Sortir de la marginalité

Selon Bruno Blais, pour démarginaliser le mouvement coopératif , il faut commencer à l’interne. Actuellement, plusieurs coopératives de travail ne s’affichent pas en tant que tel, le public ne peut pas deviner qu’il s’agit d’une entreprise collective.
Il affirme « qu’il faut s’afficher, en être fier, il faut redonner la fierté aux coopérants. Si à l’interne on n’est pas convaincu, on ne pourra jamais convaincre les autres ».

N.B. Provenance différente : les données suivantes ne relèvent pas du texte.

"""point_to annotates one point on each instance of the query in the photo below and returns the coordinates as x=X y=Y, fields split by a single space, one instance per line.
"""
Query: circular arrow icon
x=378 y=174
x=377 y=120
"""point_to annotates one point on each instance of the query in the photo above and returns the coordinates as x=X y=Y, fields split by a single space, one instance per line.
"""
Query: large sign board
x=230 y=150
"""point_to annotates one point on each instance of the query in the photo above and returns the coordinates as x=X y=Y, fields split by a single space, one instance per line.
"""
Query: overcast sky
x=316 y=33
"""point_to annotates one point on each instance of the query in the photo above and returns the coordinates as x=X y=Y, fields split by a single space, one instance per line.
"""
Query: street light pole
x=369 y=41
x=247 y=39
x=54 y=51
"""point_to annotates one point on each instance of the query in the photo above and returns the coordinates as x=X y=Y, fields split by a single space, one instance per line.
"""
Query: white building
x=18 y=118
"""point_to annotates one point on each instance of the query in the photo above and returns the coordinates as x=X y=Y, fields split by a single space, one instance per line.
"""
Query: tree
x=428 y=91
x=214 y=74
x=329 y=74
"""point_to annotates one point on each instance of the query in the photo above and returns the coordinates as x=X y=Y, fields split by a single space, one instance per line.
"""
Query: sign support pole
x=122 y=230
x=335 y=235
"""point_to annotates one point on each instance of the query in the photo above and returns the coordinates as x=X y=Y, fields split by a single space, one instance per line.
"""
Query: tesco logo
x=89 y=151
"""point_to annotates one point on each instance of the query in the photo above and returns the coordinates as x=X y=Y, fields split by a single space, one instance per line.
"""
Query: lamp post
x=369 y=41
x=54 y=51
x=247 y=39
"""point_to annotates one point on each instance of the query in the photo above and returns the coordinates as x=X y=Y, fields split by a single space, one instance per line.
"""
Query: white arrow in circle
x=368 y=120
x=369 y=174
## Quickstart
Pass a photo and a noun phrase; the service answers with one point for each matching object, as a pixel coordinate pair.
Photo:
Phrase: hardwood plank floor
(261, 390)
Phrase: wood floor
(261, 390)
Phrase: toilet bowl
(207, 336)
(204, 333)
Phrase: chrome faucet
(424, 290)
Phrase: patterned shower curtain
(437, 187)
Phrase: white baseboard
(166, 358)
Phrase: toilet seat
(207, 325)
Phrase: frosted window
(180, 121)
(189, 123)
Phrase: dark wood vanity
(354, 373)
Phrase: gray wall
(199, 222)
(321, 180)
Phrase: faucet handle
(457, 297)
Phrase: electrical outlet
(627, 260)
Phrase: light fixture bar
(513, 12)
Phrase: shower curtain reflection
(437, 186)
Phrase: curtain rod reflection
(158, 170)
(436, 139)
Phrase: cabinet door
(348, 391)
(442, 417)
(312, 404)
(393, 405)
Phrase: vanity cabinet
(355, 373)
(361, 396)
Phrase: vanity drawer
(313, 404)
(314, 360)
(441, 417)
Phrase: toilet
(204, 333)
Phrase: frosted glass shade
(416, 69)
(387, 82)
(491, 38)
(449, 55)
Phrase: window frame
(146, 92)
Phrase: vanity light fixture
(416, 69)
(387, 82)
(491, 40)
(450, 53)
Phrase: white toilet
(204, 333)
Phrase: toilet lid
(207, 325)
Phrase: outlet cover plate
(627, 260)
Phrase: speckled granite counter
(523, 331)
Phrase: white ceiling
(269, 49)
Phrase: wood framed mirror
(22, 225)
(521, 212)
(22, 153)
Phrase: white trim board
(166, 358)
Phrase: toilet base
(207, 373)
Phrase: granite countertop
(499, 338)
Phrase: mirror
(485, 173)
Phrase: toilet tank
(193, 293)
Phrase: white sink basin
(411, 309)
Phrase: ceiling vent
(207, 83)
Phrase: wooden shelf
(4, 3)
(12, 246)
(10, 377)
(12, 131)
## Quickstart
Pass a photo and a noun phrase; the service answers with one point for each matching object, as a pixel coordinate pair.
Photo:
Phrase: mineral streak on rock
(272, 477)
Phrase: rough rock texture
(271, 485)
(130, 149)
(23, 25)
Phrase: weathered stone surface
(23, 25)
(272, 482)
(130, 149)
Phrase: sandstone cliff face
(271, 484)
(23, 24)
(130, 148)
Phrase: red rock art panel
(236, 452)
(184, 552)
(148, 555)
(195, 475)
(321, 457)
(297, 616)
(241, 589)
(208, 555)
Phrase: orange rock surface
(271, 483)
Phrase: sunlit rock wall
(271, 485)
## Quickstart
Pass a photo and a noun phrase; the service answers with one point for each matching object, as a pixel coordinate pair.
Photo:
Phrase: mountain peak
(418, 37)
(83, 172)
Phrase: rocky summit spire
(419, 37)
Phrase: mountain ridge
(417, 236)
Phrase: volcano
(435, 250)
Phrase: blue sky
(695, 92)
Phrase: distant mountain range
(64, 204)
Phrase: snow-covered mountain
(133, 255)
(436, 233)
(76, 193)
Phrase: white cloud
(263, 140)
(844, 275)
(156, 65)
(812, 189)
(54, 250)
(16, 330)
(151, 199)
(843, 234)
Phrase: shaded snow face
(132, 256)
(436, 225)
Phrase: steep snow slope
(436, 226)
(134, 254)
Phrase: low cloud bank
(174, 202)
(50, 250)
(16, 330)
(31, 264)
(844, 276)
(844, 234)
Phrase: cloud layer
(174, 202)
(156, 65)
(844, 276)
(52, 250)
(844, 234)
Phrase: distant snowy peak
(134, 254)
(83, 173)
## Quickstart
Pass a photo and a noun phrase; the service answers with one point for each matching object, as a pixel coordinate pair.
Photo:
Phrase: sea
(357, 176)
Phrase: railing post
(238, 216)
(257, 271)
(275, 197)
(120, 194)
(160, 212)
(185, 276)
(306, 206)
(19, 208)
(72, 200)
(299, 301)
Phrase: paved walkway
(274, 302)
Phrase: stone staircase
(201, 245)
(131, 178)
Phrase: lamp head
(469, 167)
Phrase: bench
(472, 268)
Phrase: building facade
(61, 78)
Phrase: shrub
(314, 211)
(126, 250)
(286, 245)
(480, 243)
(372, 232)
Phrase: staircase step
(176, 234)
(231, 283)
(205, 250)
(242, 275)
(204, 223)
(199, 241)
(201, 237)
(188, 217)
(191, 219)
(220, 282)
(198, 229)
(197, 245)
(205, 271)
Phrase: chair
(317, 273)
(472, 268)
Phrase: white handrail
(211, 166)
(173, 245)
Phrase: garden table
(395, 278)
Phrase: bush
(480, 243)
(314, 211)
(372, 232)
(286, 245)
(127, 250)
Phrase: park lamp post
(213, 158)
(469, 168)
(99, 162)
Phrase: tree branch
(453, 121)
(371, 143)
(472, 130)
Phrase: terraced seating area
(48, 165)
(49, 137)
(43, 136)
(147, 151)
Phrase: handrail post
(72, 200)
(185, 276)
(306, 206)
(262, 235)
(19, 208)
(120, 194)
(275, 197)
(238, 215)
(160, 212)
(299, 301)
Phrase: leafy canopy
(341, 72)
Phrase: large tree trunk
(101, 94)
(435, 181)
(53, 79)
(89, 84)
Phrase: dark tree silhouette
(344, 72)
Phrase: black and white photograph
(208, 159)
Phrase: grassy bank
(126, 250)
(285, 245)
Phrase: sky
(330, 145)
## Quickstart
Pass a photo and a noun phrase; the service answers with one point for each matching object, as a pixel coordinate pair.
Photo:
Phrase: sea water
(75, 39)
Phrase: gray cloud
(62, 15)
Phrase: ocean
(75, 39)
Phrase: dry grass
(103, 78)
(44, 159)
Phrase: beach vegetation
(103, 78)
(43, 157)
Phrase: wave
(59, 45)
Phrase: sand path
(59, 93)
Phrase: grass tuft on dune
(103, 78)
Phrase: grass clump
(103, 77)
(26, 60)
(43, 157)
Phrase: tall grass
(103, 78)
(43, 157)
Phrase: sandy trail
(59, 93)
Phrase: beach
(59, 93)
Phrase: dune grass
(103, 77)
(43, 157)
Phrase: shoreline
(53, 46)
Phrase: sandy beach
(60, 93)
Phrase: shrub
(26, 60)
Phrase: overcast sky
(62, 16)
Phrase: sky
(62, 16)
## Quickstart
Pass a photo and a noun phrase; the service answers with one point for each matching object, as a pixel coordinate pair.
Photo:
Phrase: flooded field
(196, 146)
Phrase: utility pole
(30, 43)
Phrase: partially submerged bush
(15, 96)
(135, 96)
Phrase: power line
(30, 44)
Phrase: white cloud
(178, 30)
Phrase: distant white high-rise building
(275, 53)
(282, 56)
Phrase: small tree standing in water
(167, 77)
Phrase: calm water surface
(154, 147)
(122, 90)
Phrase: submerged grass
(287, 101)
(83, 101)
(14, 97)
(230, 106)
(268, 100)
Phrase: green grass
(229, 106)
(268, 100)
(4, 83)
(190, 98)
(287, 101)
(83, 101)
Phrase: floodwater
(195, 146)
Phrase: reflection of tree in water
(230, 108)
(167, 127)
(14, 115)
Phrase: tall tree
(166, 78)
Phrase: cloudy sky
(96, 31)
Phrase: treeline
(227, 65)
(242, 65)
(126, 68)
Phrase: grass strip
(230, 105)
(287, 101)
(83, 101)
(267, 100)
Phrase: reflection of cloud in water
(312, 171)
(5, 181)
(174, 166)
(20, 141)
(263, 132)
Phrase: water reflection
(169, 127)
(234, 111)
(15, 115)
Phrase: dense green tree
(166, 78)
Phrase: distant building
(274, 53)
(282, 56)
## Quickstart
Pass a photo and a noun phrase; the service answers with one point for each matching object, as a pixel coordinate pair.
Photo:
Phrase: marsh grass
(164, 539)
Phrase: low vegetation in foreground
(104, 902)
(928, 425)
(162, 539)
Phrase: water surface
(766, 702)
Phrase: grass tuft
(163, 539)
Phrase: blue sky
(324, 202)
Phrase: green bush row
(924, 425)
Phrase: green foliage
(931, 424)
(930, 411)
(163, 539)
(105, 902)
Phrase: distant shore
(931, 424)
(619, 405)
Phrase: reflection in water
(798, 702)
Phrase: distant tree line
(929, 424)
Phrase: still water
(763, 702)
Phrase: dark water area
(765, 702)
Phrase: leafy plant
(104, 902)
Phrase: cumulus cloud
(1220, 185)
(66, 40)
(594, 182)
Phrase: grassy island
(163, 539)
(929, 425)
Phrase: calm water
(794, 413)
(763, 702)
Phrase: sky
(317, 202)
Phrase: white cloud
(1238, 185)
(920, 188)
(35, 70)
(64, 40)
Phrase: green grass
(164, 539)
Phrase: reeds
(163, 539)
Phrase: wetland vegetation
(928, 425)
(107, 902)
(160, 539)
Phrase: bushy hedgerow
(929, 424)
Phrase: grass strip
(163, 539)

Pour intéresser les jeunes entrepreneurs à choisir la formule coopérative, il faut aussi miser sur l’éducation. Bruno Blais fait sa part en allant donner des conférences aux étudiants en administration de l’Université Laval. Jusqu’à maintenant, cependant, tout au long d’une formation de trois ans, les étudiants n’auront eu que les deux heures de conférence de M. Blais pour apprendre ce qu’est une entreprise collective. En ce sens, il voit dans l’annonce de la création d’une  chaire en coopération (voir notre article en page 7), une bonne nouvelle pour le modèle coopératif : « c’est déjà un bon départ qu’il y ait des gens qui s’y intéressent et qui vont faire en sorte de le promouvoir. »

Bruno Blais soutient que « les coopérants doivent se mobiliser; on dit que la force du nombre fait avancer une cause, il est temps qu’on y vienne ».